After that moment, I finally saw my patient not just as someone who could help me hone some new dental skill, but as someone who could teach me so much more than that; I saw her as someone who could bring to light for me the discrepancy between dental care in places like rural Jamaica compared to certain areas of the U.S. I saw her as someone in a situation that would probably never happen in my hometown in New York. This is when it really hit home for me that participating in global outreach and showing up for just one week is not enough. Our work is not done after only one visit to a country. This has to be a continued effort that focuses not only on treatment of symptoms, but on prevention of the problems that cause these symptoms in the first place, and on education about how to do so. This way, the next time we see this 22 year old woman, she will be coming in for a regular cleaning rather than to have four more teeth extracted.
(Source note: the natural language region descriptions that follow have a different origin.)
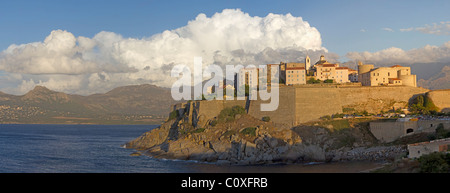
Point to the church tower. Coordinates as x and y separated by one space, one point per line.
307 63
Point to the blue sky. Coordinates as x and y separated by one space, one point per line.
90 46
341 23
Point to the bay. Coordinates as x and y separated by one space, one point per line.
28 148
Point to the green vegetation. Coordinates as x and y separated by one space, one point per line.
348 110
440 133
174 114
198 130
334 124
228 114
437 162
249 131
328 81
213 123
423 104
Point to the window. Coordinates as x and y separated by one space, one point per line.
410 130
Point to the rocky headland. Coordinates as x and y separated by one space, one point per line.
235 137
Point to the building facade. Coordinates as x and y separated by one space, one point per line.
295 75
394 75
323 70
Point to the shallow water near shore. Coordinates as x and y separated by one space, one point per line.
98 149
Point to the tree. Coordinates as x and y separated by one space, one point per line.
328 81
313 81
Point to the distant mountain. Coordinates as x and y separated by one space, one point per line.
137 104
440 80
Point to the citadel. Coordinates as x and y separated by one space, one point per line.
324 71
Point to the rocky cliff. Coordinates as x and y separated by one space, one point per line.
247 140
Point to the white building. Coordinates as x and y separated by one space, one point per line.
248 76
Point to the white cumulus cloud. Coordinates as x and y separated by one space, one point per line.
393 55
441 28
86 65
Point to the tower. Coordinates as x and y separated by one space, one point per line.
322 57
307 63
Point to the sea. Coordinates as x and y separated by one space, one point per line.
42 148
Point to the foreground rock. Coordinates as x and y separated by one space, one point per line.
247 140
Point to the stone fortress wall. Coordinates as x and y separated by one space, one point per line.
302 104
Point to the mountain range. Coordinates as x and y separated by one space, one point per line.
137 104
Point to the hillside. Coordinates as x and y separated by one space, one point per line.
137 104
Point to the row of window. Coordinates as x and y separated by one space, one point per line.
291 71
297 75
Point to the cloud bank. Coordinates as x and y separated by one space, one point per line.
84 65
441 28
393 55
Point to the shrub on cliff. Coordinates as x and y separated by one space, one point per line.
436 162
173 115
228 114
423 105
266 119
249 131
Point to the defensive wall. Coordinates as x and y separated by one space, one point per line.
390 131
300 104
441 98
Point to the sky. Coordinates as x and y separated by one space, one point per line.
86 47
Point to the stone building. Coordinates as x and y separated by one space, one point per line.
389 76
248 76
295 75
323 70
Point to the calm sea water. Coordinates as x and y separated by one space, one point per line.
97 149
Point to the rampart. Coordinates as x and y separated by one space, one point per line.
302 104
441 98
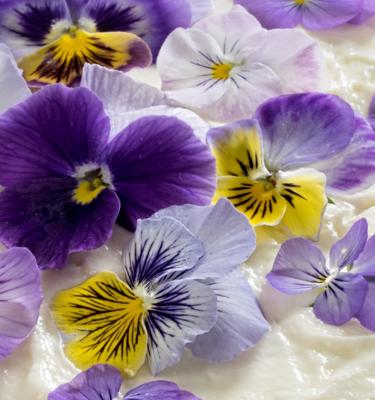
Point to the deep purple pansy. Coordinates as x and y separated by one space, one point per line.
65 180
20 298
347 283
103 382
312 14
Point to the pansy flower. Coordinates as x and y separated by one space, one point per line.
103 382
268 167
312 14
65 180
227 65
20 298
346 286
181 286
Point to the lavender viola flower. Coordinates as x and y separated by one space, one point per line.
312 14
65 180
346 283
181 286
20 298
103 382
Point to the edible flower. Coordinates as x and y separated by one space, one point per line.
64 180
103 382
274 168
345 287
226 65
20 298
312 14
181 286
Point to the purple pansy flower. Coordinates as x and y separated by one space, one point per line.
312 14
181 286
346 283
103 382
65 180
20 298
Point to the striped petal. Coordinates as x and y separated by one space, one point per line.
105 322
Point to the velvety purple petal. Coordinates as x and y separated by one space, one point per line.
240 323
43 217
226 234
159 390
299 267
160 249
295 126
157 162
20 298
181 310
52 132
100 382
345 251
342 299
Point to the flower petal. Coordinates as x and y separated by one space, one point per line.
181 311
299 267
240 324
13 86
157 162
295 126
342 299
345 251
100 382
304 192
20 298
106 322
227 237
160 249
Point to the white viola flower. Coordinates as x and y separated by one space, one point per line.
226 65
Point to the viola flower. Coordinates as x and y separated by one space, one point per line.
312 14
181 286
20 298
227 65
103 382
346 284
268 167
65 180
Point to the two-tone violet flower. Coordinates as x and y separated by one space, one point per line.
20 298
103 382
65 180
346 285
180 286
227 65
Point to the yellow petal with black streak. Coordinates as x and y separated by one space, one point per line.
258 200
63 60
106 320
304 192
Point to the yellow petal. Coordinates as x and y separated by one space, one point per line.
63 60
106 321
258 200
304 192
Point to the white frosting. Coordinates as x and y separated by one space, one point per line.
301 358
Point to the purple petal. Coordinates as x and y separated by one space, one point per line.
181 311
52 132
160 249
157 162
100 382
299 267
342 299
20 298
295 126
159 390
345 251
240 323
226 234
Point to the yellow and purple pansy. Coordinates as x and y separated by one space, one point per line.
181 286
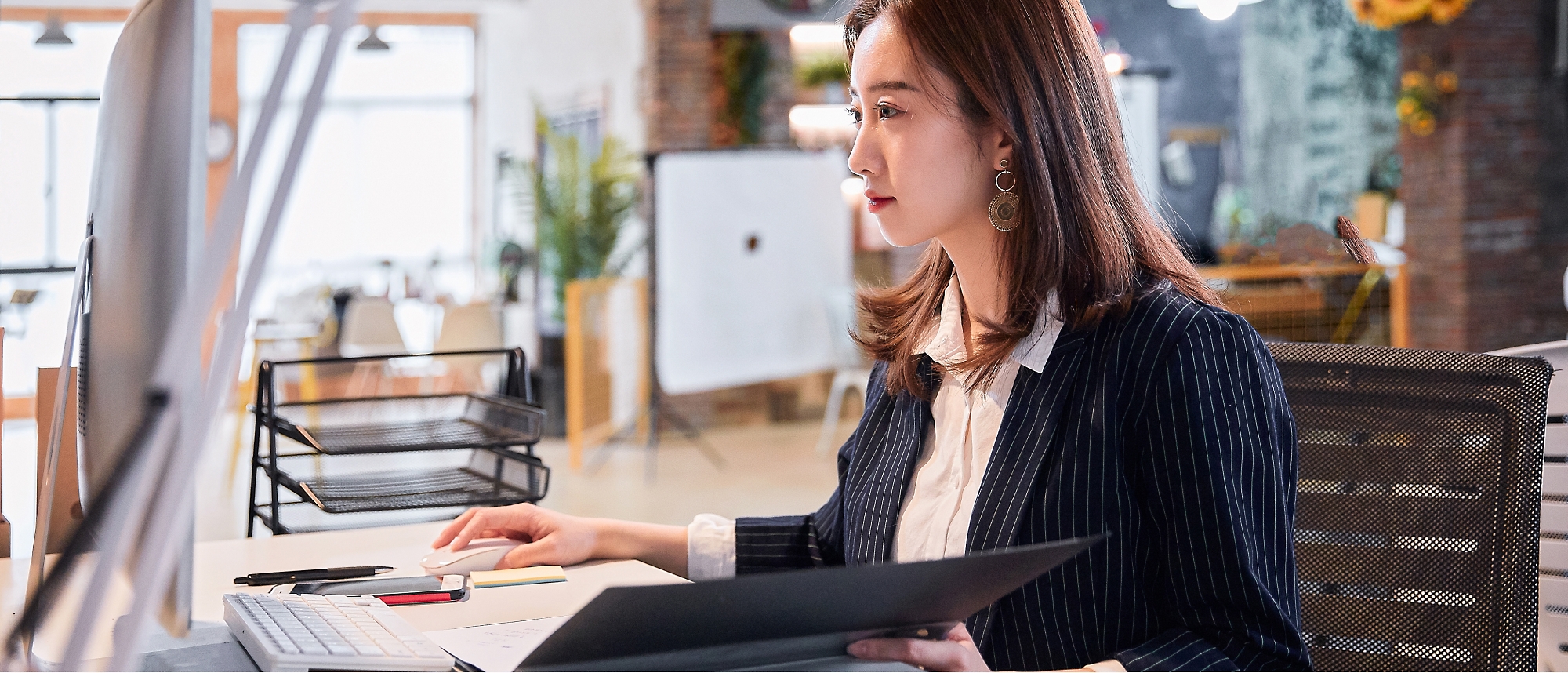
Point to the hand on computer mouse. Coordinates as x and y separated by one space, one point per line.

I now know that one of the most essential things I learned in Jamaica was not the best angle to approach an IAN block from, or what a Cowhorn is, or how much pressure to use to pop a stubborn chunk of calculus off of a tooth. The most important thing that I learned had nothing to do with the technical skills of dentistry. Rather, I learned how to be both a provider of care and an empathetic person at the same time, how to integrate both scientific and interpersonal skills into one experience for my patients. As second years, every single bit of this trip was almost brand new to us. We were sponges trying to absorb as much information as we possibly could. However, I realized the importance of stepping back to acknowledge that I was no longer working on a typodont or on the person who sat next to me in class for the last two years. I was working on children who had never been to the dentist before, or on grown men who were more anxious than their children to be sitting in that folding chair. Learning how to speak to these people in a professional manner, but also in a way that would comfort them in the midst of the fast paced, hectic buzz that is the atmosphere in one of these improvised clinics where 300 to 400 patients shuffle through each day was one of the hardest things I’ve had to do. It’s certainly not something I could have learned in class, no matter how many times I read about it in a book.

I admit that after being immersed in an entirely patient-based setting, it was difficult to return to Tufts and jump right back into the 10 PM nights in preclin followed by 2 AM nights of studying before exam blocks. In the same way that in Jamaica I neglected to see my patient past the needle of my syringe, I now sometimes forget to look past every seemingly impossible project or every grueling exam block to see the big picture: that we are working so hard now to be able to give our patients the best care that we can, whether at home or abroad. So in this way, the perspective I learned in Jamaica has come back with me, even though we are not yet in the clinic seeing patients.

One of the most profound things that a professor said to our class is that it is not in every profession that you can put your hands on someone and take away their pain. I don’t think I really grasped just how much that meant before we went to Jamaica. Seeing people come to us in pain, go through a foreign and frightening procedure, and yet leave happy as can be because we got rid of their pain was one of the most gratifying experiences I have ever been a part of, and I could not be more excited to spend the rest of my life doing just that.